A Hawaiian activist on Friday said she plans to seek a contested case hearing after the Board of Land and Natural Resources voted to approve updates to the University of Hawaii’s Maunakea management plan.
The BLNR on Friday discussed an updated supplement to the Comprehensive Management Plan, a framework for Maunakea devised by UH’s Center of Maunakea Stewardship. The CMS proposed the supplement earlier this year, which replaces certain passages within the original 2009 plan with more detailed language.
CMS Executive Director Greg Chun said UH has an obligation to update its management plans, despite the fact that a new state agency will take over management of the mountain in 2028.
“It is our responsibility to manage Maunakea until it isn’t,” Chun said.

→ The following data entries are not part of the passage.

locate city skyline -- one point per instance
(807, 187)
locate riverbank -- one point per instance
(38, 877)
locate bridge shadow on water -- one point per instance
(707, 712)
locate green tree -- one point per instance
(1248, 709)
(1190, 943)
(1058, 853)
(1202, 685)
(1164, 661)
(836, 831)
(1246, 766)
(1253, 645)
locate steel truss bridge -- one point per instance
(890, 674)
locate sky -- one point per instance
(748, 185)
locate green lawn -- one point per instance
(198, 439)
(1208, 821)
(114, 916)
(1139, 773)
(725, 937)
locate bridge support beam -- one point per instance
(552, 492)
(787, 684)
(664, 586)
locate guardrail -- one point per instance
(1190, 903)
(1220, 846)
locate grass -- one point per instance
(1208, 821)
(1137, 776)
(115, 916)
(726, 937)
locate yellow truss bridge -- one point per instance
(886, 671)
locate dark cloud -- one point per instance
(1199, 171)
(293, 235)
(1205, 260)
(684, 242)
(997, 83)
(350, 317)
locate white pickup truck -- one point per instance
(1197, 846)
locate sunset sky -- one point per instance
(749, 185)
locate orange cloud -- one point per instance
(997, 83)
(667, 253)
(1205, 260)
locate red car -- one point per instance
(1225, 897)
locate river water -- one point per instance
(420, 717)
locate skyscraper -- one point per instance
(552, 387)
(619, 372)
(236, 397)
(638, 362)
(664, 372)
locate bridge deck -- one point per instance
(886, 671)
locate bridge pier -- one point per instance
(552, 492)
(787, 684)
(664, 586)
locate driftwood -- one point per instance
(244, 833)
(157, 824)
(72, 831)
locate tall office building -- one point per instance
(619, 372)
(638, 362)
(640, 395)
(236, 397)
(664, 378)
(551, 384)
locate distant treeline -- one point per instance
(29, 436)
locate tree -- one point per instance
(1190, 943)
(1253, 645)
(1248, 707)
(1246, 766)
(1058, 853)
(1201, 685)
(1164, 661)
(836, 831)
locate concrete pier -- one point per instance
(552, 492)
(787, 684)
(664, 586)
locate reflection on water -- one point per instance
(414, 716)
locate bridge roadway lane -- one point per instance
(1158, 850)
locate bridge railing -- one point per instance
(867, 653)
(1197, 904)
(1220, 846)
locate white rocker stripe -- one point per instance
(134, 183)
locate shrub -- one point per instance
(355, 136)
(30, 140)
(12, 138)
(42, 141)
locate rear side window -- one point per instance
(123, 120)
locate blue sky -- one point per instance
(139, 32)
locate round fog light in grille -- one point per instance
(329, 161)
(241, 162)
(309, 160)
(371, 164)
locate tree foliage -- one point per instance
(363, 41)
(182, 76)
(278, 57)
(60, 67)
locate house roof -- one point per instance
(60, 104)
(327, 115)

The primary changes to the plan are to a chapter describing the management plans governing certain aspects of the land such as cultural resources, construction guidelines, and more. The updated plan significantly expands those descriptions, and puts greater focus on outreach to the Native Hawaiian community.
But several members of the Native Hawaiian community on Friday urged the BLNR to reject the plan, with testifiers claiming they had not been given sufficient opportunity to provide feedback.
Big Island resident E. Kalani Flores said he believes the updated CMP is “deficient and incomplete,” adding that it was created with little consultation with Hawaiian cultural practitioners.
Flores said he and others submitted extensive written testimony to the BLNR explaining as much, but added that the board members could not possibly have read all of it before Friday’s meeting, and therefore asked the board to defer action on the matter so they could take public comments under advisement.
Bianca Isaki, Maunakea legal director for the activist nonprofit KAHEA, said she has “broad foundational and specific problems” with the CMP.
Specifically, she said the new CMP supplement changes provisions within the plan that would support the federal designation of Maunakea’s summit lands as a “traditional cultural property.” While the original plan supported designating the entire summit lands as a TCP, Isaki said the updated plan only supports that designation for those parts of the mountain that have already received that designation at the state level.
“It’s carving up the summit in ways it was never meant to,” Isaki said, adding no consultants on the CMP since then have recommended changes to the TCP passages.
Another testifier, Laulani Teale, said she would request a contested case hearing based on public health concerns if the BLNR voted to approve the CMP, arguing that the state’s disregard for Hawaiian cultural practitioners is “seriously affecting” the health of Native Hawaiians.
Ultimately, the board voted to approve the plan supplement as presented, although not unanimously. Maui board member Doreen Canto voted against approval, saying the board needs to allow the community more time to be heard.
“(The community) is in a world of hurt right now, and I think there are more things that need to come out in the wash. It needs to be clear as to why we should accept this,” Canto said.
As for Teale’s contested case request, BLNR Chair Suzanne Case said the board could not take up the matter immediately at Friday’s meeting, but told Teale she had 10 days to file her request.